Edwiges Parra lembra que, embora possam ser desagradáveis, esses momentos – se saudáveis – podem contribuir para o desenvolvimento de habilidades socioemocionais. Ainda assim, como alternativas, ela recomenda:
- Desviar de um assunto de forma educada e polida;
- Manter respostas curtas para não gerar a oportunidade de existirem mais perguntas;
- Ser assertivo, estabelecendo um limite de forma educada.

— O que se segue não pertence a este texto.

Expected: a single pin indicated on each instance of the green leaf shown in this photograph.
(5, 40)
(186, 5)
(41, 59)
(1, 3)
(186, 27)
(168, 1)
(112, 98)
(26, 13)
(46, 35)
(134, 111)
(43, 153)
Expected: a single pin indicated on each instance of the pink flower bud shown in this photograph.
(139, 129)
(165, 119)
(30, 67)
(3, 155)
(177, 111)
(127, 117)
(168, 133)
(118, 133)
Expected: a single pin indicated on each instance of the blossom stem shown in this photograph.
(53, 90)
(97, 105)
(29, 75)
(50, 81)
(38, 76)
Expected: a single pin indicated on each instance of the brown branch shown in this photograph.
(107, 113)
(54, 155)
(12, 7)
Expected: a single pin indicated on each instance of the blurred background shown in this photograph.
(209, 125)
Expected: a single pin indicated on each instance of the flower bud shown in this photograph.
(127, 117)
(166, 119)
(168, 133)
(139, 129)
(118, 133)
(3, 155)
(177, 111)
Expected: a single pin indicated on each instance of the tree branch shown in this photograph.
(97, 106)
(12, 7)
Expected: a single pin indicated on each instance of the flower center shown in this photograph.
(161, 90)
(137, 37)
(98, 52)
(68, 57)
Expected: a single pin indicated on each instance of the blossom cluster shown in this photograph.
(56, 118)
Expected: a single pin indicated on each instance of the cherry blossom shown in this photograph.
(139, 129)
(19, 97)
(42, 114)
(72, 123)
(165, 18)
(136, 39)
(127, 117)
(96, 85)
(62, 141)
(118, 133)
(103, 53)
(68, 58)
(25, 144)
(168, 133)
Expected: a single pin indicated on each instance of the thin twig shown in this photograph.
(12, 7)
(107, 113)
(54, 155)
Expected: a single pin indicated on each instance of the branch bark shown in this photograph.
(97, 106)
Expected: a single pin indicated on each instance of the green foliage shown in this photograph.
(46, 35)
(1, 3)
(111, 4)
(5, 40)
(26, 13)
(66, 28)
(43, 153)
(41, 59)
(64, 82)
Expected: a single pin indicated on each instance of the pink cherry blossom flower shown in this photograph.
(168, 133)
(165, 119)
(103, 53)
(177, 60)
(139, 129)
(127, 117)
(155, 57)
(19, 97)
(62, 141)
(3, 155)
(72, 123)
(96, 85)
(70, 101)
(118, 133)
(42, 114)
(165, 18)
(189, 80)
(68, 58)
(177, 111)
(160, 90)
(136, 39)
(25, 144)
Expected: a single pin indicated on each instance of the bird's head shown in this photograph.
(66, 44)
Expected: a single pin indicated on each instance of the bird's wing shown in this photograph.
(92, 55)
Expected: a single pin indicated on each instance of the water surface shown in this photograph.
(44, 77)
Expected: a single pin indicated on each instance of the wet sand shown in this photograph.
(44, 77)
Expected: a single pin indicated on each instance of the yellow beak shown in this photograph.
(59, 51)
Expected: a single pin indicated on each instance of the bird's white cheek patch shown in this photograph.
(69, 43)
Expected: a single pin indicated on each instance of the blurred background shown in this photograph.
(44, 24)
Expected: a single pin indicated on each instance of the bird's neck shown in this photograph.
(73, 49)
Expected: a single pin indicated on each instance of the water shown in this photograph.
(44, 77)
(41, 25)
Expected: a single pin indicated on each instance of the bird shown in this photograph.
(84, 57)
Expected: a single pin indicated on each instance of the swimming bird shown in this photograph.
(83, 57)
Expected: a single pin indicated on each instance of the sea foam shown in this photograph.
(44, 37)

Também pode ser tempo de se recolher e se priorizar
Carlos*, 22, é um jovem gay – ainda sem conhecimento da família – e que decidiu, pela primeira vez, vivenciar as festas no fim deste ano sem a presença dos parentes. A decisão, que não foi simples, partiu de uma própria reflexão interna que envolve compreender os diálogos e tensões sobre o tema. “Já ouvi inúmeras vezes de familiares que ser LGBTQIAPN+ é uma ‘doença’ ou um ‘defeito’. Não estou pronto para relembrar todas essas memórias novamente e, neste momento, preciso buscar uma reconexão comigo mesmo“, afirma.
A neuropsicóloga Aline Gomes explica que, em pessoas nessa situação, o ideal é “tentar avaliar o quanto os mais limitados e preconceituosos estão abertos a receber e a incluir outros membros da família”. No entanto, em casos que não envolvem essa abertura, sugere que o mais prudente, nesta situação, é não frequentar. “Sabemos que nem todas as famílias são compreensivas e acolhedoras. Em muitos casos, é ali onde está a origem do transtorno de algumas pessoas”, completa a especialista.
*A Vida Simples optou por utilizar um nome fictício para preservar a identidade do entrevistado.